The Romanian Parliament has passed Law No. 265/2022 on the Trade Registry, and which amends and supplements other legal instruments applicable to Trade Register registration. Entering into force on 26 November 2022, this law will also bring the following main key changes to Law 31/1990 on companies (also known as the Romanian Companies Law) on dissolution and liquidation procedures:
Fewer cases where interested persons can ask for a company’s dissolution in court
The cases in which a company can be dissolved through court decision, upon the request of any interested person or of the Trade Registry National Office, have been limited to the following:
– the company no longer has statutory bodies or its statutory bodies can no longer meet;
– the company’s shareholders have disappeared or their domicile or residence is unknown;
– the company’s registered office no longer meets the required conditions (other than the ones provided in the case of dissolution by the acknowledgment of the Trade Registry through the registrar); and
– the company has not supplemented its share capital according to the law.
One of the most important cases of judicial dissolution that the law abolishes is where any interested party or the Trade Registry can ask in court for the company’s dissolution for its failure to submit annual financial statements with the Ministry of Public Finance within the period prescribed by law if the delay exceeds 60 working days.
Also, any publication that is relevant regarding the dissolution of a company will be made in the Electronic Bulletin of the Trade Register, thus removing the publication in the Official Gazette of Romania and on the Trade Registry National Office’s Internet website or online service portal.
New method to dissolve a company by the acknowledgment of the Trade Registry
Law no. 265/2022 introduces the possibility for a company to be dissolved upon the request of any interested person or ex officio through the simple acknowledgment of the Trade Registry through the registrar when the dissolution conditions are met.
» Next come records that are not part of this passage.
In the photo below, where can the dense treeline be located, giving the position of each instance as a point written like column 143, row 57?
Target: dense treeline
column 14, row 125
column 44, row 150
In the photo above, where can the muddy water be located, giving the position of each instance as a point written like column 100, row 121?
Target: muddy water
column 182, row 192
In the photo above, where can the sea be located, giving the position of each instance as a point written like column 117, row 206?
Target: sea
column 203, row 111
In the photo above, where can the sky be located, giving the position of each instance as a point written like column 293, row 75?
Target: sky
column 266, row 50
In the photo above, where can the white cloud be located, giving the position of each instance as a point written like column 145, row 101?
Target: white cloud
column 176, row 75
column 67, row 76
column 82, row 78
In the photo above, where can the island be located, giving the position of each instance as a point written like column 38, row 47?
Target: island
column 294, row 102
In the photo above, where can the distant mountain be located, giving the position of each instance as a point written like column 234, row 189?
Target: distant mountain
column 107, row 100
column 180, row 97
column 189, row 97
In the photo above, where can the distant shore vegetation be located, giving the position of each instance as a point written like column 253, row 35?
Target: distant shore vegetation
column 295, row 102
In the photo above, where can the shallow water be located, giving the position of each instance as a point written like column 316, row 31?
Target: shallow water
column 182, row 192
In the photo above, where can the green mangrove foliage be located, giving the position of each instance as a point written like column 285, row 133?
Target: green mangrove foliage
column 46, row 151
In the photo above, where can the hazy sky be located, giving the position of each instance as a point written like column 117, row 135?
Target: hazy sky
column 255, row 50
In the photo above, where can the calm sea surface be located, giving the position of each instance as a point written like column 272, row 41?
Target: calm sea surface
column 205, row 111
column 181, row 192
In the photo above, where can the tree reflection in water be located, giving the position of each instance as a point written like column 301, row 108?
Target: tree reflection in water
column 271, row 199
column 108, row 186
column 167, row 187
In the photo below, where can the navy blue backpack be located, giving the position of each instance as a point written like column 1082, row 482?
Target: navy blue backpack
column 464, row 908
The cases in which the Trade Registry through the registrar can acknowledge the dissolution of the company (without court intervention) include:
– the company no longer complies with the requirements regarding its registered office, due to the expiry of the term of the title to use these premises, or the transfer of the title of use or the premises’ ownership title;
– the company’s activity ceased or was not resumed after a temporary inactivity period, which was reported to the tax authority and registered with the Trade Registry, provided that this period does not exceed three years from the company’s registration with the Trade Registry;
– in the case of companies incorporated for limited terms, upon the expiry of the term set out in the articles of association (unless the renewal procedure was followed).
This procedure for company dissolution requires that the registrar give a resolution, stating that one of the above-mentioned conditions of dissolution was met.
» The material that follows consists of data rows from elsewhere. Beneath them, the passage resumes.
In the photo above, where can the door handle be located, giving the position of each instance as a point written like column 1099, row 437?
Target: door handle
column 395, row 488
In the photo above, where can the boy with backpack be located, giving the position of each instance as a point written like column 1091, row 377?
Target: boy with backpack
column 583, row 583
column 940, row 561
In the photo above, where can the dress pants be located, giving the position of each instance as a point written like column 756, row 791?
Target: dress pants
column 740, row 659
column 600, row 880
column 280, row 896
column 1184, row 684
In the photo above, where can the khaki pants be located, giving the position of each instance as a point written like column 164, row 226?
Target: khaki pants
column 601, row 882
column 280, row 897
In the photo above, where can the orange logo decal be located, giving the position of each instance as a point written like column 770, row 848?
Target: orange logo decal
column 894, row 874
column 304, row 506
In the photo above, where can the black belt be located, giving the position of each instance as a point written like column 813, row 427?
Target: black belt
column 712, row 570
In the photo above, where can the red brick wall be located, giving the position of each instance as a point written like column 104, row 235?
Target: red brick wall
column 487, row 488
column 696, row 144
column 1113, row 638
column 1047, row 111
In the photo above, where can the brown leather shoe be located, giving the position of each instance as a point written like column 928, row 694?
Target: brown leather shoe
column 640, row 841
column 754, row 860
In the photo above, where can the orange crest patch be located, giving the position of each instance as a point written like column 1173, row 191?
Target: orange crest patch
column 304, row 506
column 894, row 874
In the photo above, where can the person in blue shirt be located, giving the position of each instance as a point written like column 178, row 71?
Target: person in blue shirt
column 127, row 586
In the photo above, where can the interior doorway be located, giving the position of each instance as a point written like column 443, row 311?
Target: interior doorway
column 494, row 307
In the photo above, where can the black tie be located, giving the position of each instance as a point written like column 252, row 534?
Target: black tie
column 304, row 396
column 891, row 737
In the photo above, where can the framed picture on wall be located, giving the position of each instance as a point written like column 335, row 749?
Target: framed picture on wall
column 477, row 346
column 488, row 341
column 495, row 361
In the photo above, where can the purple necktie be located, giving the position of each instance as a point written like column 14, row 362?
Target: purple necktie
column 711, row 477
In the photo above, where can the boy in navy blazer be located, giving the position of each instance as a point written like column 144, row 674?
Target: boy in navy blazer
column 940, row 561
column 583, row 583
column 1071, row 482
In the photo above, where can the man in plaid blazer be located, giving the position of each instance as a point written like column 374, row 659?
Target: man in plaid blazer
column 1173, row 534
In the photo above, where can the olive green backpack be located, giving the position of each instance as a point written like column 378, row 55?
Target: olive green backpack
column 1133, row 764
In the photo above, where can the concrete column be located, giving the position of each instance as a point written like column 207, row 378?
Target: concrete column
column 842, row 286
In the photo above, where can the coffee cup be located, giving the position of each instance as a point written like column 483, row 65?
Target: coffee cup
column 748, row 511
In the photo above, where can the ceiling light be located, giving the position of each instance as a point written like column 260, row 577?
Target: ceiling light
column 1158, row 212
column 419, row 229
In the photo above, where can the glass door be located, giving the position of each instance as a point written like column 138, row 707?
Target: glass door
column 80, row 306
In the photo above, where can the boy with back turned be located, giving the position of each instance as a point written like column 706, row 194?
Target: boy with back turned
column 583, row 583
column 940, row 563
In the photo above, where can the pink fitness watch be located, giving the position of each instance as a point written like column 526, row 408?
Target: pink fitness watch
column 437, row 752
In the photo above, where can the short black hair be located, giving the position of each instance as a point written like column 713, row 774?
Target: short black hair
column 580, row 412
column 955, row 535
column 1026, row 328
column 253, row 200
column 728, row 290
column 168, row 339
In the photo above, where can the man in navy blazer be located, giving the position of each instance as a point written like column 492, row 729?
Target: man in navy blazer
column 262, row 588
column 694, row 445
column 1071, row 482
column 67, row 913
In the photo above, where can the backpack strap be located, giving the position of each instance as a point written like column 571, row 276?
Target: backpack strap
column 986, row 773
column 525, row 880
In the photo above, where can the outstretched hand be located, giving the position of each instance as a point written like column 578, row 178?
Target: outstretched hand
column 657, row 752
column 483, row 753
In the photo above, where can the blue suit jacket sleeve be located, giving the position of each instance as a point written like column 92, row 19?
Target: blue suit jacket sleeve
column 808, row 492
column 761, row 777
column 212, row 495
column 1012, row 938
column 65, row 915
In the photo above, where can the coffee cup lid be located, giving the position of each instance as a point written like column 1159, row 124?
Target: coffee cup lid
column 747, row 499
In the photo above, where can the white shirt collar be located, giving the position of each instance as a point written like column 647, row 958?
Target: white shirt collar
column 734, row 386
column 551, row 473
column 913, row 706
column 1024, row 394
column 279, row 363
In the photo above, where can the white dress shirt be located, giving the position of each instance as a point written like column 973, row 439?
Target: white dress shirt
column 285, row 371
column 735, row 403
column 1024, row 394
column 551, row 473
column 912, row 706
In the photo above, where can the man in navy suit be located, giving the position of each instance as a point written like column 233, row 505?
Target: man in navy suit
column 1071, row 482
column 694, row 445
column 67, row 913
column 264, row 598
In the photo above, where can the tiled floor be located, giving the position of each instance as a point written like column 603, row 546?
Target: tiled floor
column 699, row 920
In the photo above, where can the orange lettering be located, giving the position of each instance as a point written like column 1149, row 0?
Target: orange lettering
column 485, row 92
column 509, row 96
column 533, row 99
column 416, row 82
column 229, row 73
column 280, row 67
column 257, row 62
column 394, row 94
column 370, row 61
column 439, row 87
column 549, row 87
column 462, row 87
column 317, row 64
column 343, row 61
This register’s resolution is not enforceable by law and can be challenged in court by any interested person (including the dissolved company or the National Fiscal Administration Agency) by filling a complaint to the Trade Registry within 15 days from communication or publication. The complaint must be communicated to the competent court within three business days from the date of its submission to the Trade Registry.
Once the court’s decision has become final, it will be sent to the Trade Registry for registration. After this date, the company goes into liquidation and the registrar will appoint a liquidator from the Insolvency Practitioners’ Register.
Changes in the liquidation process of companies
A liquidator appointed by the Trade Registry, upon request of any interested person or ex officio, will receive a fixed remuneration of RON 1,500 (approximately EUR 300) instead of RON 1,000 (approximately EUR 200). Also, the liquidator will no longer be required to submit its specimen signature with the Trade Registry.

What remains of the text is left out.